Hope and I circumventing rush hour traffic today and took a shortcut through the neighborhood that we grew up in. Driving past the house that I spent 13 years in was bizarre. The people who bought it from us changed the yard, stuck a tacky satellite dish in the center - but essentially it looks the same. I forgot how warm and inviting the house looks in spring and summer, green trees and the iris's my mom planted in 1993. The roads we drove down have scarred me at some point or another. Falling off my bike and skinning my knee. Trying to pop a wheely and skinning my elbow. Playing football, softball, and basketball at the elementary school at the edge of the neighborhood. I had a childhood that I am grateful for - I stayed in one place and had everything I needed, some things I wanted, and the things I neither wanted nor needed but were necessary for me to learn a lesson.

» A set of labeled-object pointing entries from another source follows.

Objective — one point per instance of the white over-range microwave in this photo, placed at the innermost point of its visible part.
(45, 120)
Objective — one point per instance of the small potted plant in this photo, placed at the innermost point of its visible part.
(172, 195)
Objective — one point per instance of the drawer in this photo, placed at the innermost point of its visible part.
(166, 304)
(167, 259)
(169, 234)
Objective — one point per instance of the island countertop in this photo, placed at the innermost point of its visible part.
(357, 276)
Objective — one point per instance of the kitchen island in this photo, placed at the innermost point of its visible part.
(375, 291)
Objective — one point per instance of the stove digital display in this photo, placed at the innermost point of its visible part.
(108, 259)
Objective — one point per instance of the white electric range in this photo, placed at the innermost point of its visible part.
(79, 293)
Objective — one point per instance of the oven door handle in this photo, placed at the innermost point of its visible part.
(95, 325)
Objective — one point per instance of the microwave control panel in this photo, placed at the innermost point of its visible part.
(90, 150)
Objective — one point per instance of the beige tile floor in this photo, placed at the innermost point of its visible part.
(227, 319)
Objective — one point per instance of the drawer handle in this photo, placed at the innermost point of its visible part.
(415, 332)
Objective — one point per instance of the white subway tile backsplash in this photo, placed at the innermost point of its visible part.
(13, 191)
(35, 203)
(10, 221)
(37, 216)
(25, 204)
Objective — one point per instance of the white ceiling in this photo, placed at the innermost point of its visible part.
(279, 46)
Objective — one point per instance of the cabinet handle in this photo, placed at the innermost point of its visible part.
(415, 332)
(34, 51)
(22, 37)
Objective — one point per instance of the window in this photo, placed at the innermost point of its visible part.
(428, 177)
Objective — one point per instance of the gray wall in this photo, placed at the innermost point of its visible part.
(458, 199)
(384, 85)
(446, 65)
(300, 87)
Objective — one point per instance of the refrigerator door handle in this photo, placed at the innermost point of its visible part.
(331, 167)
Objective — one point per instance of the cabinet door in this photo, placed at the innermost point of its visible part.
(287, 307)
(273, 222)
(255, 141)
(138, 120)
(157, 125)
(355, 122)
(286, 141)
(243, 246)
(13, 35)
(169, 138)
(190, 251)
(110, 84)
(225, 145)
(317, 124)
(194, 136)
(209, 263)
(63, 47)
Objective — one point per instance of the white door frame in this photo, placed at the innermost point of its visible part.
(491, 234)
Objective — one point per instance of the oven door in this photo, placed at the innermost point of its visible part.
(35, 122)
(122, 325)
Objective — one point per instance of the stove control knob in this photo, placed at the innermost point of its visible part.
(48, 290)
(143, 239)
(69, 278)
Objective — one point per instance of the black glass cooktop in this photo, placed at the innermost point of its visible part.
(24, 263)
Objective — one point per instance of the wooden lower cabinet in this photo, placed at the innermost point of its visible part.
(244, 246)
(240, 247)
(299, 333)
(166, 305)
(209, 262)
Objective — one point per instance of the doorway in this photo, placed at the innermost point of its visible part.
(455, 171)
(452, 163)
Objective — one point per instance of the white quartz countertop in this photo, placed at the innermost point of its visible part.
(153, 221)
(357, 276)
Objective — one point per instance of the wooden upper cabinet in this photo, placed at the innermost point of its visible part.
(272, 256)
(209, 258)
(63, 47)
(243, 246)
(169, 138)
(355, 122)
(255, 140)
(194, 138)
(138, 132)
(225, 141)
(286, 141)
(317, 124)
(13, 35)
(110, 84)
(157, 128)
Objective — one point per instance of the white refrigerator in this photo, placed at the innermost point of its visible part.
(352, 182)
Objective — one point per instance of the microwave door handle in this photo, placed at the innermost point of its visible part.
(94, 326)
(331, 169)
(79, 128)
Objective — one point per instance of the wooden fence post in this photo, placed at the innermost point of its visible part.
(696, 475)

On the main drive of the neighborhood there is a hill with a bump at the very top. Every year on the school bus we would hit the hump and everyone would take flight. To see it was comical - an entire bus of school children popping up into the air at the exact same time - and no one really caring. Eventually though, all good things must be regulated, and drivers were instructed to slow down to 25 for the bump. Buzz kill. My 5th Grade teacher was the first feminist I had ever met, and she was awesome and taught me how to write poetry.
When the county built the school they left a mountain of displaced dirt and soil in between section 6 (where my house was) and the school. Eventually over the years everything settled and this mountainous hill became the perfect sledding site (and general year round danger zone). Nathan and I would go every winter, taking sledding to a new dangerous level. The one day, of the one year, I took my little sister along (out of all the years I had gone) - she cut her leg (scratched really) and that was the end of my winter fun. But eventually, all good things must be balanced, and it was bulldozed for new houses.

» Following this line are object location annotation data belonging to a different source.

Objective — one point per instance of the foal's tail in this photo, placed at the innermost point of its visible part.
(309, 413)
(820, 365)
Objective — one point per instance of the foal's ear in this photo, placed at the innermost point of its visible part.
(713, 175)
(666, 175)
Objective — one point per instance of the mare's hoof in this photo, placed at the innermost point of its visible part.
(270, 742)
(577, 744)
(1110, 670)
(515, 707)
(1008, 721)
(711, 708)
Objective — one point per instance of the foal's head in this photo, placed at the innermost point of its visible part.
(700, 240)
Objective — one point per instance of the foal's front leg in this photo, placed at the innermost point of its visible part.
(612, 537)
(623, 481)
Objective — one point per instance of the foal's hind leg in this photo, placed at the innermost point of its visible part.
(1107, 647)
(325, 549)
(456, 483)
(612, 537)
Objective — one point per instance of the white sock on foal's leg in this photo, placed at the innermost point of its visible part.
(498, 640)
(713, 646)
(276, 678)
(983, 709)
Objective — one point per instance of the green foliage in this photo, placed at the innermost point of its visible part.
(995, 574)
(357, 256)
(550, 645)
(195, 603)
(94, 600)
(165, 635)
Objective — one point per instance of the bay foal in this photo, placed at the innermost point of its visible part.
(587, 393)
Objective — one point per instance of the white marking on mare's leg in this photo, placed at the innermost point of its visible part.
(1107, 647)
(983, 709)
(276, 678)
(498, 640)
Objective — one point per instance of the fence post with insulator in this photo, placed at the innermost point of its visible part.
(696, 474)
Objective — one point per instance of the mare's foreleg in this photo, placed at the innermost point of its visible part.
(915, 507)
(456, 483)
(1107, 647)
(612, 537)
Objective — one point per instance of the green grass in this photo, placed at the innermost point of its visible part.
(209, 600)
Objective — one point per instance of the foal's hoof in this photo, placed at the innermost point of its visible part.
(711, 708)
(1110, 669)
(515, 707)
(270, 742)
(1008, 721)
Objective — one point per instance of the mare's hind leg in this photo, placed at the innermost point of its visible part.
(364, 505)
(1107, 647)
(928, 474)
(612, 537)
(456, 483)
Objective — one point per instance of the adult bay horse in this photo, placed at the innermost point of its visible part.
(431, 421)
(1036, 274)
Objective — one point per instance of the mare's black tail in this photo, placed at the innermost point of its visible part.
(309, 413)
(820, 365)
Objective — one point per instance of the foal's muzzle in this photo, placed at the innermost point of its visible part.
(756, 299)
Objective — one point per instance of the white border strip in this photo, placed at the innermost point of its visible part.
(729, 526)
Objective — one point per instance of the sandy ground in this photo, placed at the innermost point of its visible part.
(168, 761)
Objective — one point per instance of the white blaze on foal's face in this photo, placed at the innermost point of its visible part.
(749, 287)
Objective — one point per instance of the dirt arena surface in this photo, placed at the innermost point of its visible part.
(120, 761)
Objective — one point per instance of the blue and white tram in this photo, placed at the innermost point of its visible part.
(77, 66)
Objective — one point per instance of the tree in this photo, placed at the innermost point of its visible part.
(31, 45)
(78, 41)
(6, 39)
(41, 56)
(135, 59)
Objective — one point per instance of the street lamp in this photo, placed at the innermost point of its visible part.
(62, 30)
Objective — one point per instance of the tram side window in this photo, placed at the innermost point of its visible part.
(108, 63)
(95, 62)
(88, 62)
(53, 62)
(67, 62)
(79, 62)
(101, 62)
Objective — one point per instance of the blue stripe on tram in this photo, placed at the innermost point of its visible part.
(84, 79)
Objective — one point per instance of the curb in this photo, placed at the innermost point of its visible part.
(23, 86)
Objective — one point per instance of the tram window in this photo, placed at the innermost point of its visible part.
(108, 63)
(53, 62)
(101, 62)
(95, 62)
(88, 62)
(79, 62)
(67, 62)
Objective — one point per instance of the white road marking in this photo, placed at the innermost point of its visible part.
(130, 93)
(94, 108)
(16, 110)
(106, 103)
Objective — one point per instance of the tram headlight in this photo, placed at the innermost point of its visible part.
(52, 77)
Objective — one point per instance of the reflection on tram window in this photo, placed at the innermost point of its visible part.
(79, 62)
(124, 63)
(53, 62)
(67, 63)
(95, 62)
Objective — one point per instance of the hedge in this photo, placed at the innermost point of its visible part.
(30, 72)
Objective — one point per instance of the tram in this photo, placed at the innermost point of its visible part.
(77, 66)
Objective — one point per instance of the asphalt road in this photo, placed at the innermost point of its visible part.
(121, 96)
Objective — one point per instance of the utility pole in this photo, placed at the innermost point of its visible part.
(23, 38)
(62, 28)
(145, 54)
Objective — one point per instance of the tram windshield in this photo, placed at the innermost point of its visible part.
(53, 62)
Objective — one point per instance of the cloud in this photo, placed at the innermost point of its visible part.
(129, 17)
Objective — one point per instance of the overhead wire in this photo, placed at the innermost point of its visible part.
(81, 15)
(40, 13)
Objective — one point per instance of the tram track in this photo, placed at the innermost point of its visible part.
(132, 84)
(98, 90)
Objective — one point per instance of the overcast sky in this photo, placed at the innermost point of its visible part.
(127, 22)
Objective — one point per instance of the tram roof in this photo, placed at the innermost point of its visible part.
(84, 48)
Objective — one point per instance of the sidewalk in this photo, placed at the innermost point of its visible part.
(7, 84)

I chased my golden retriever through that neighborhood, learned to drive on the roads (and some ditches). I had my first kiss in that neighborhood, my first concussion (all the way through to my 13th). I spent 12 years of school less than 5 miles from that house, gained and lost friends, decided not to take up smoking at the bus stop like everyone else, chased my black lab through the muddy creeks and woods. I had a basketball hoop on the front of the garage, you should have seen my mom's face the first time I accidentally hit the car - twice. I became this person, in that place.